In Australia, the IQ of 6–12-year-olds (as measured by colored progressive matrices) has shown no increase from 1975 to 2003.

In the United Kingdom, a study by Flynn (2009) himself found that tests carried out in 1980 and again in 2008 show that the IQ score of an average 14-year-old dropped by more than two points over the period. For the upper half of the results, the performance was even worse. Average IQ scores declined by six points. However, children aged between five and 10 saw their IQs increase by up to half a point a year over the three decades. Flynn argues that the abnormal drop in British teenage IQ could be due to youth culture having "stagnated" or even dumbed down.

Bratsberg & Rogeberg (2018) present evidence that the Flynn effect in Norway has reversed between the years 1962–1991, and that both the original rise in mean IQ scores and their subsequent decline within this period can be observed within families consisting of native-born parents and their children, indicating that environmental factors were the likely cause for these changes. Because IQ data was only available for male Norwegians, who were subject to military conscription, years of schooling were used as an approximation for female IQ to support this conclusion.

One possible explanation of a worldwide decline in intelligence is an increase in air pollution; coal burning emits mercury, and intelligence has continued to climb in areas, like the southern United States, where coal burning has declined.

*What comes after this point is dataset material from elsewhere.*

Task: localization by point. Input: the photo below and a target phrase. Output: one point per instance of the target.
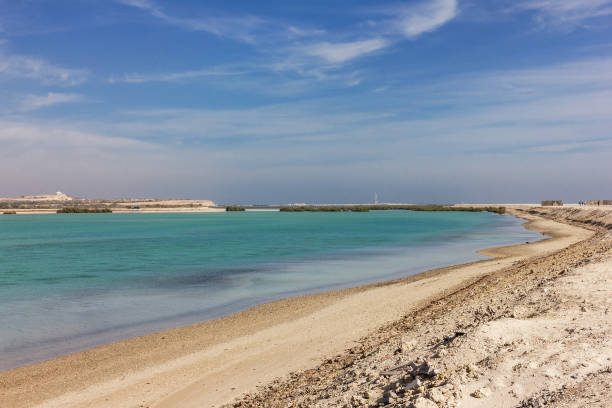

Winter et al. (2024) when comparing two WAIS-5 validity studies found a reduced Flynn effect of an increase of 1.2 IQ points per decade rather than the expected 3 IQ point increase per decade. The authors identified various novel factors including social media dependency and the COVID-19 pandemic which may have contributed to a reduced Flynn effect.

IQ group differences

Gains in IQ that different world regions have made since the first year for which data is available for a particular region.
See also: Nations and intelligence, Race and intelligence, and Sex differences in intelligence

If the Flynn effect has ended in developed nations but continues in less developed ones, this would tend to diminish national differences in IQ scores.

Also, if the Flynn effect has ended for the majority in developed nations, it may still continue for minorities, especially for groups like immigrants where many may have received poor nutrition during early childhood or have had other disadvantages. A study in the Netherlands found that children of non-Western immigrants had improvements for g, educational achievements, and work proficiency compared to their parents, although there were still remaining differences compared to ethnic Dutch.

In the United States, the IQ gap between black and white people was gradually closing over the last decades of the 20th century, as black test-takers increased their average scores relative to white test-takers. For instance, Vincent reported in 1991 that the black–white IQ gap was decreasing among children, but that it was remaining constant among adults. Similarly, a 2006 study by Dickens and Flynn estimated that the difference between mean scores of black people and white people closed by about 5 or 6 IQ points between 1972 and 2002, a reduction of about one-third. In the same period, the educational achievement disparity also diminished. Reviews by Flynn and Dickens, Nicholas Mackintosh, and Nisbett et al. all concluded that the gradual closing of the gap was a real phenomenon.

Flynn has commented that he never claimed that the Flynn effect has the same causes as observed differences in average IQ test performance between blacks and whites, but that it shows that environmental factors can create IQ differences of a magnitude similar to that gap. Wicherts et al. had previously suggested a similar interpretation in a 2004 paper. Flynn also argued that his findings undermine the so-called Spearman's hypothesis, which hypothesized that differences in g factor are the major driver of the blacks-whites IQ gap.